Ballycarry Community Association organises the Broadisland Gathering community festival held each year on the first Saturday in September and associated dates. The gathering highlights the Ulster Scots heritage of the community and includes dancing, music, pipe bands, discussions, re-enactment, exhibitions and the Aul Kinntra Fair, revived from the 1930s but dating back to the 17th century.

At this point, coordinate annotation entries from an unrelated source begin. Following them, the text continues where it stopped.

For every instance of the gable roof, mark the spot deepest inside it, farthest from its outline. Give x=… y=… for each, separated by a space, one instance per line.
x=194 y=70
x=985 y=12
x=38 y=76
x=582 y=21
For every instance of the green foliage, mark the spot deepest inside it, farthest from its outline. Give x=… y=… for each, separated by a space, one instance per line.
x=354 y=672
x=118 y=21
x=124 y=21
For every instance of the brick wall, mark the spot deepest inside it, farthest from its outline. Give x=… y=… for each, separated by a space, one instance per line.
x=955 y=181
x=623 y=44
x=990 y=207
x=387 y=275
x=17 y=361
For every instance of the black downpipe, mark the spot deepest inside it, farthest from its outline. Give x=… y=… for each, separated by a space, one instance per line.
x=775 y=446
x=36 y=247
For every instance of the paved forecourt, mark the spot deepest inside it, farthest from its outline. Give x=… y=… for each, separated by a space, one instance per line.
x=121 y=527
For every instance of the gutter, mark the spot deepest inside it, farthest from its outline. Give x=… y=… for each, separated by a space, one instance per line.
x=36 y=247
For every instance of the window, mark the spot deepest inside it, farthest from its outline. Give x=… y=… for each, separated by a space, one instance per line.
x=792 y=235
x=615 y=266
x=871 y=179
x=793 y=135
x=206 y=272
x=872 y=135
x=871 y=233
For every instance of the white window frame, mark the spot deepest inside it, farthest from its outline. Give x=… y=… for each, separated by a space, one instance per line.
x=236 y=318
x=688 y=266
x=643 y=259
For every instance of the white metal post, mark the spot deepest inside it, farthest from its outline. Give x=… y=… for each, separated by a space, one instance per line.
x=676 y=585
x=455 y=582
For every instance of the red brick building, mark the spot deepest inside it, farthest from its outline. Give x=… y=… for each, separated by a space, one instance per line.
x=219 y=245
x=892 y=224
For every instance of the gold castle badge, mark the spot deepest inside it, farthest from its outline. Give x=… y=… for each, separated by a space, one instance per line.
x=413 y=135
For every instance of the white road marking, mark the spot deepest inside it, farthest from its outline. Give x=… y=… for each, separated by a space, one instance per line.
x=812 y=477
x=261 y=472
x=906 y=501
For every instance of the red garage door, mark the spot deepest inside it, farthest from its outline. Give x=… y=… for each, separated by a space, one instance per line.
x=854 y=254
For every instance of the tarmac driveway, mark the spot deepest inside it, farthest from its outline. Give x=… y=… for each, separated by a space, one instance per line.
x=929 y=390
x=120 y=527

Ballycarry's community association attracted funding for a modern community centre in the village in 2001. The association includes representatives from several local groups, including the three local churches, sports clubs, fraternities and social groups. In 2009, a number of events were held in Ballycarry to celebrate the 400th anniversary of the community being established in 1609.

==Transport==
Ballycarry railway station was opened on 1 October 1862. The railway station is located about a mile from the village.

== Demographics ==
As of the 2001 census, Ballycarry was classified as a small village or hamlet by the Northern Ireland Statistics and Research Agency (NISRA) (i.e. with population between 500 and 1,000 people). On census day 2001, 29 April 2001, there were 981 people living in Ballycarry. Of these:
- 23.1% were aged under 16 years and 15.1% were aged 60 and over
- 50.2% of the population were male and 49.9% were female
- 2.9% were from a Catholic background and 92.3% were from a Protestant background
- 3.8% of people aged 16–74 were unemployed

== Notable people ==

- James Orr, known as the Bard of Ballycarry, was the foremost of the Ulster Weaver Poets, and was writing contemporaneously with Robert Burns. He was one of many Ulster Presbyterians who fled to America after taking part in the ill-fated United Irish Rising in 1798. He returned to Ballycarry under an amnesty and died in the village in 1816. An imposing monument to Orr, erected by local Freemasons in 1831, is sited in the adjacent Templecorran cemetery. In 2011 a tourist trail, the Weaver's Trail, was officially launched in Orr's honour by the Mayor of Larne, Cllr. Bobby McKee MBE, and was supported by the Heritage Lottery Fund.
- Rev. Edward Brice, the first Presbyterian minister in Ireland, came to Ballycarry in 1613 and ministered in the Templecorran Church, now in ruins. He was originally from Stirlingshire in Scotland and was brought to the village by William Edmondstone, who settled there in 1609. Brice was one of several Scottish clergymen who were forbidden to preach by the Established Church authorities in the 1630s.
- General Sir James Steele, who was born in Ballycarry, was the British Army officer who signed the mobilisation order to take the United Kingdom to war with Nazi Germany in 1939. He later played a part in the Dunkirk evacuation in 1940 and the Normandy landings in 1944. A memorial on the village green highlights his military achievements, his connection with the Royal Ulster Rifles and his love of Ballycarry.
- Robbie Millar, a Michelin Star chef, was from Ballycarry.